We have all, at some point, called a business and upon not reaching them received the dreaded default voicemail greeting. Not only is that mechanical voice off-putting, but the default greeting does not typically yield useful information if you wish to call the customer back. The goal of Smith.ai’s virtual reception service is to help you put your best foot forward, even when you are not interacting directly with a client. We have put together a short list to help you record a custom voicemail greeting that will keep current customers coming back, and ensure new leads will have a positive impression of your business, even when you cannot be there to make one.
1. Find a quiet place
- Avoid recording anywhere exposed to background noise, honking horns, the wind, or mechanical sounds — unless that is an intentional decision as part of the perception you want to create with your message
Turn off all fans, running appliances, TVs, radios, or other noise-making devices
When you record your message, listen back through for possible creaking floors, shuffling papers, or any artifacts you may not have noticed, and address them
- Recording near curtains or other sound-absorbing surfaces reduces audio reflections and will give your greeting more professionalism
2. Keep it short and sweet
The purpose of your voicemail is to let the caller know that they have reached the intended person, that you’re not available, and what information to leave so you can call them back. If you do not want them to leave a message, this is the time to tell them what do (such as email or visit your website) instead. It is not the time to upsell them on a new special, or read off a list of new services. They either want to leave a message, or they do not.
3. Smile when you talk
Even just a little. Really. It changes the way you sound, and transforms a gruff message into a more welcoming one. Upbeat and positive makes a big difference. Avoid words like sorry, unfortunately, or we apologize. Instead, use positive words and phrases like “we’d love to” or “we’re looking forward to.”
4. Plan and rehearse
Write it out first. When you take a breath, move your mouth away from the microphone; you do not want to sound like you have just come up for air. Additionally, try recording it a few times to hear how you sound.
5. Get the facts
Let the customer know they have reached the right person or business. Identify yourself/your business. Specifically, ask them what info to leave, but don’t make it too involved.
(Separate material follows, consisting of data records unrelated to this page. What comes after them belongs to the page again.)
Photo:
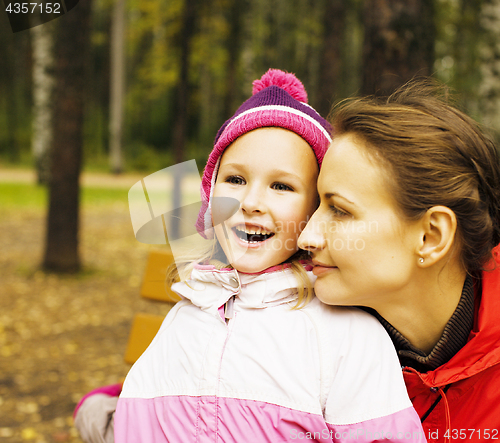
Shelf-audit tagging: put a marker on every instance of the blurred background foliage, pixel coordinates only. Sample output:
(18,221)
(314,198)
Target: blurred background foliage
(234,42)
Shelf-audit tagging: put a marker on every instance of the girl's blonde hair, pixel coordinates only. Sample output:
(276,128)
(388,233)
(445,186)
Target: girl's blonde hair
(210,251)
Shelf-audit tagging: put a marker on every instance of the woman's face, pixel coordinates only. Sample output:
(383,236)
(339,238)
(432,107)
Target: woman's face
(364,252)
(272,172)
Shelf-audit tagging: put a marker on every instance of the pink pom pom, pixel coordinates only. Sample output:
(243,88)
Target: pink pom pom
(284,80)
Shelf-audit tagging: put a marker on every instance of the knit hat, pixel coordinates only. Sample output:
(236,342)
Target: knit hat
(278,99)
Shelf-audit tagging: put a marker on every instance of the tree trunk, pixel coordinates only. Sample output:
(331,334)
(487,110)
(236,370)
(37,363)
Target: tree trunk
(331,61)
(398,43)
(180,126)
(43,85)
(117,87)
(71,50)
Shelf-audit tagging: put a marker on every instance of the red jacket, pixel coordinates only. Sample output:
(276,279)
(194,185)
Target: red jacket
(460,400)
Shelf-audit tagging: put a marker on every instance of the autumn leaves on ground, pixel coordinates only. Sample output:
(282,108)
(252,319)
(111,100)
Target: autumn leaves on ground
(61,336)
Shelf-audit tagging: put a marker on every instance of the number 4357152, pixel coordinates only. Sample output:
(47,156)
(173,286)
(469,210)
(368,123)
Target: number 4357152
(34,8)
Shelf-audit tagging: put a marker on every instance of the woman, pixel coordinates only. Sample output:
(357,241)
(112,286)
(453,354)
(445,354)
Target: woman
(407,226)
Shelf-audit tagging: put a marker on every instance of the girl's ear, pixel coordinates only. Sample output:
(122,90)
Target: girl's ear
(439,225)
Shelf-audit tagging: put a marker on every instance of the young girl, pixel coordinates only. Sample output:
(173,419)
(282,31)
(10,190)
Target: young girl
(248,355)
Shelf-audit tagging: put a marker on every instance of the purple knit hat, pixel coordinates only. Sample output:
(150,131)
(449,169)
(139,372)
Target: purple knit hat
(278,99)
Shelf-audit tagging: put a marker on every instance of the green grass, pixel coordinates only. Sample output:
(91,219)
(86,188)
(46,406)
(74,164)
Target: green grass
(24,195)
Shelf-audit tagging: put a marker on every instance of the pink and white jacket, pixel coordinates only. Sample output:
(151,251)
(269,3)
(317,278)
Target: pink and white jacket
(266,372)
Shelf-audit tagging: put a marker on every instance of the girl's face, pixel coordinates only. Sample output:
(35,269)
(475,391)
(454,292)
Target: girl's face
(363,250)
(272,172)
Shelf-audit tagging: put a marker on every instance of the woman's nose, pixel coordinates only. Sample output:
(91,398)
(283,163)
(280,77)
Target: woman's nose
(312,237)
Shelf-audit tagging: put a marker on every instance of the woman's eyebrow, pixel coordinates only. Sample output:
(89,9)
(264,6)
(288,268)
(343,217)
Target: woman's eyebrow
(329,195)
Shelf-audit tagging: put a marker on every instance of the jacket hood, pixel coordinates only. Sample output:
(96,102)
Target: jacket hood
(210,288)
(482,349)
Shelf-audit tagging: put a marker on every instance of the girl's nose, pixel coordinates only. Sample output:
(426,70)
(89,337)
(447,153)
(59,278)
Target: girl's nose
(253,201)
(312,238)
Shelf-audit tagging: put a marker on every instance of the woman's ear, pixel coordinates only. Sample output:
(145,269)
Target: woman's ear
(439,225)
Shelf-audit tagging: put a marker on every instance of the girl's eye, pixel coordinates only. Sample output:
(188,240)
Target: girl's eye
(235,180)
(281,187)
(337,212)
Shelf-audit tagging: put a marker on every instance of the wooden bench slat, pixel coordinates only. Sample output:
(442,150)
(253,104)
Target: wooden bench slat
(153,283)
(144,328)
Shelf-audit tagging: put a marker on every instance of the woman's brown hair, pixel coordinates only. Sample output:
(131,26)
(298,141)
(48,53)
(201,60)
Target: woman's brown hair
(436,155)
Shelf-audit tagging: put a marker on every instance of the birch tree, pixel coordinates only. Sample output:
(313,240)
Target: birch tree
(117,87)
(43,86)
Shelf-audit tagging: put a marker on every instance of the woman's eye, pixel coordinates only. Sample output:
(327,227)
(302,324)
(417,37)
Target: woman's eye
(281,187)
(337,212)
(235,180)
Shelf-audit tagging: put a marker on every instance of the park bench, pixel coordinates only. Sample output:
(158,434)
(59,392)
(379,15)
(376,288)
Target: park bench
(145,326)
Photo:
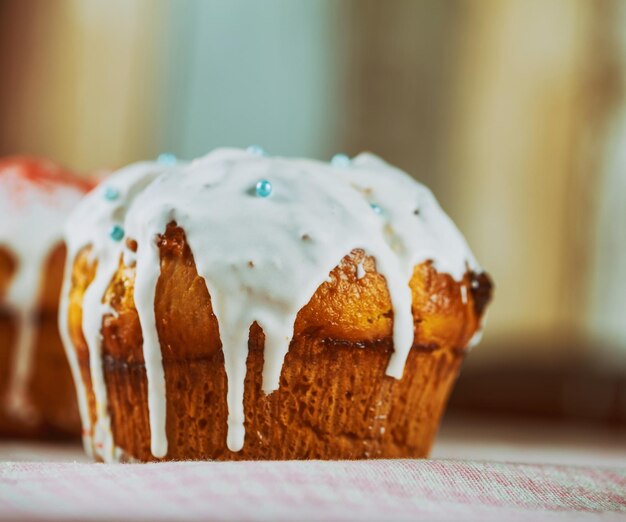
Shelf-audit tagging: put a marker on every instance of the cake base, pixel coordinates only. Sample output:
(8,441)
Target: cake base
(334,402)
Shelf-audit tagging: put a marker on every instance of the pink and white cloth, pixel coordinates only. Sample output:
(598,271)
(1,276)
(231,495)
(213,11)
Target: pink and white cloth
(437,490)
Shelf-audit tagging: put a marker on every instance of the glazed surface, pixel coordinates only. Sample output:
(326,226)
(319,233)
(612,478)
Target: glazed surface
(326,256)
(36,197)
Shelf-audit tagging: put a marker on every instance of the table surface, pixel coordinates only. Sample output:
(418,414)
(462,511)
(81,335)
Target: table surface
(482,469)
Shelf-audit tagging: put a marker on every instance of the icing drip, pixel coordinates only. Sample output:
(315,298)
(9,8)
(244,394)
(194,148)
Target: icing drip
(265,234)
(35,199)
(90,226)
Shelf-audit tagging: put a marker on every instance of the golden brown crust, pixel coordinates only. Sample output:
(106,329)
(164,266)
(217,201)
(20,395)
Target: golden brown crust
(51,388)
(334,399)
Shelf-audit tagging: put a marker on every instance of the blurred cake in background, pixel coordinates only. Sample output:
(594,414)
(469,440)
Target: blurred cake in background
(253,307)
(36,390)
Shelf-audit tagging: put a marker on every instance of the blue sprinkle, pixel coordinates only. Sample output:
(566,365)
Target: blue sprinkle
(111,193)
(340,160)
(263,188)
(255,150)
(376,208)
(167,158)
(116,233)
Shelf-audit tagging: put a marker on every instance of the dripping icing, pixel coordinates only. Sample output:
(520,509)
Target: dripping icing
(35,198)
(295,238)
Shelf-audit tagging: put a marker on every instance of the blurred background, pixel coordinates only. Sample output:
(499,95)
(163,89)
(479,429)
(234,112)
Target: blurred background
(513,112)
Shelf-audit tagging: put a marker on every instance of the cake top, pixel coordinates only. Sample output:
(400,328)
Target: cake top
(36,196)
(265,233)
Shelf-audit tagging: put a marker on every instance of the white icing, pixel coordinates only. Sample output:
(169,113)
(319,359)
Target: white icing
(360,271)
(32,215)
(261,258)
(90,226)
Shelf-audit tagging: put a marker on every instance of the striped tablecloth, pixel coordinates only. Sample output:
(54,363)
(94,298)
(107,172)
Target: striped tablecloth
(437,490)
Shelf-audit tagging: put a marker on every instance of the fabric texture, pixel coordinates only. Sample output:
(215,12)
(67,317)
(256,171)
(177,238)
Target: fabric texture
(438,490)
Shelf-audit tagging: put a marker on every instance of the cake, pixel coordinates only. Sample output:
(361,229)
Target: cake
(243,306)
(37,396)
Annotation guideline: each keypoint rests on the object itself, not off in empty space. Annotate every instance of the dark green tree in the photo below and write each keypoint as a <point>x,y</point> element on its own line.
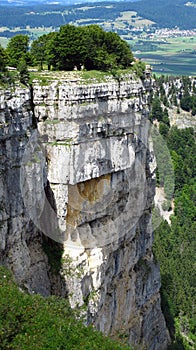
<point>3,59</point>
<point>18,48</point>
<point>156,109</point>
<point>23,71</point>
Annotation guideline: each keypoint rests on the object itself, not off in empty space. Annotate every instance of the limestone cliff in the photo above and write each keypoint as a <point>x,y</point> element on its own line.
<point>77,167</point>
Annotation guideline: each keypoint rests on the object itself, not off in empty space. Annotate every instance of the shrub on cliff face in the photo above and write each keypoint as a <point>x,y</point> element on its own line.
<point>32,322</point>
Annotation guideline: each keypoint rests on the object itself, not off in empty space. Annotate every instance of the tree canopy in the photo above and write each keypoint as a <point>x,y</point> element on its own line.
<point>87,46</point>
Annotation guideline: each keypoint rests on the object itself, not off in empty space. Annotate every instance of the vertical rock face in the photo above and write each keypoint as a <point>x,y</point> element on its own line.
<point>20,244</point>
<point>87,178</point>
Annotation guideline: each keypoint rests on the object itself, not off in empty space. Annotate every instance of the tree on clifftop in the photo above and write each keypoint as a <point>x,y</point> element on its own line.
<point>88,46</point>
<point>18,48</point>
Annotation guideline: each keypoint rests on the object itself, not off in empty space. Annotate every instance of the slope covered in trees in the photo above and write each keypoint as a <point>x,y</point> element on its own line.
<point>165,13</point>
<point>174,245</point>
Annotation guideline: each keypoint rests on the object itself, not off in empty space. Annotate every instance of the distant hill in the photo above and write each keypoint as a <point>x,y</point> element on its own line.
<point>37,13</point>
<point>48,2</point>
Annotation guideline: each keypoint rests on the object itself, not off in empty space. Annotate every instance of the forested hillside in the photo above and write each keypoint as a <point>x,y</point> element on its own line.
<point>165,13</point>
<point>175,245</point>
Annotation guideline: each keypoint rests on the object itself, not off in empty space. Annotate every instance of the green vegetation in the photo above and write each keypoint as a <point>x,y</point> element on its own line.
<point>89,47</point>
<point>169,56</point>
<point>174,245</point>
<point>29,322</point>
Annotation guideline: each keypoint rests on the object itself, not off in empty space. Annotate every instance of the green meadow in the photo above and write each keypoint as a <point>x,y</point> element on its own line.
<point>175,56</point>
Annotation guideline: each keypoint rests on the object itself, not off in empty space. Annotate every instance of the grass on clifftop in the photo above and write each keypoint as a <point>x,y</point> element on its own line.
<point>32,322</point>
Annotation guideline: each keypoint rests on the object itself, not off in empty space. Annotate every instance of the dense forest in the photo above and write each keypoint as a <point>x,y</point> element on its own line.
<point>89,47</point>
<point>175,245</point>
<point>165,13</point>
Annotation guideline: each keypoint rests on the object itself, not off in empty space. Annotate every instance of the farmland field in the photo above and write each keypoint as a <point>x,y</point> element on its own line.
<point>172,56</point>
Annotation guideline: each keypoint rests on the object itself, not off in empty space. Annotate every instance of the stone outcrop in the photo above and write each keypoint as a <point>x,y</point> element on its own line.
<point>84,176</point>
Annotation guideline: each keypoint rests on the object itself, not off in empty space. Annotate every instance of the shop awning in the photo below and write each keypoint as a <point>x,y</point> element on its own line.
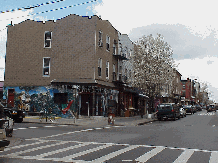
<point>81,82</point>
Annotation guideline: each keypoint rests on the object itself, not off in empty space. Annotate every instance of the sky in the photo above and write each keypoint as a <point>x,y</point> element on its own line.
<point>188,26</point>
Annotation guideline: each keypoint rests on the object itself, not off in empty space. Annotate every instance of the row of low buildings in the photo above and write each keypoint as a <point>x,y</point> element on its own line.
<point>84,59</point>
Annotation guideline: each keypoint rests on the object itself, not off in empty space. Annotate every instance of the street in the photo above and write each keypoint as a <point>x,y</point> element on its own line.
<point>192,139</point>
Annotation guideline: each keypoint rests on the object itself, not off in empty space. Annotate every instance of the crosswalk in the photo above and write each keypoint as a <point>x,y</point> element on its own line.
<point>22,128</point>
<point>96,152</point>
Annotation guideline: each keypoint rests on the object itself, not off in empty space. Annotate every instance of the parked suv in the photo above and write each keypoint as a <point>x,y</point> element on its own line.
<point>189,109</point>
<point>168,110</point>
<point>211,108</point>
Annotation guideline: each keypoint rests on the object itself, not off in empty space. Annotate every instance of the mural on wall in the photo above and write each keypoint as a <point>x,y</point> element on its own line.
<point>39,99</point>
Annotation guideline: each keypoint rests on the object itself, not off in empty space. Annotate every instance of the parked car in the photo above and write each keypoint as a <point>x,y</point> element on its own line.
<point>194,108</point>
<point>11,112</point>
<point>198,107</point>
<point>211,108</point>
<point>189,109</point>
<point>168,110</point>
<point>182,112</point>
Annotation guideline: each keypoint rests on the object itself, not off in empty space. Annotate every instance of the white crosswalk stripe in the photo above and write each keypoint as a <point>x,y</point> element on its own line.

Your goal is to get the client or lead back on the phone as soon as you can — or to get them off your plate. Getting their name, contact number/email, and their reason for calling is usually enough. If your business deals with specifics, such as geographic location or type of service required, make sure you ask for that information as well. For example, one of the attorneys Smith.ai works with wants to know in what county her clients reside, and another client, working in advertising, requests required dimensions for the signage his company designs.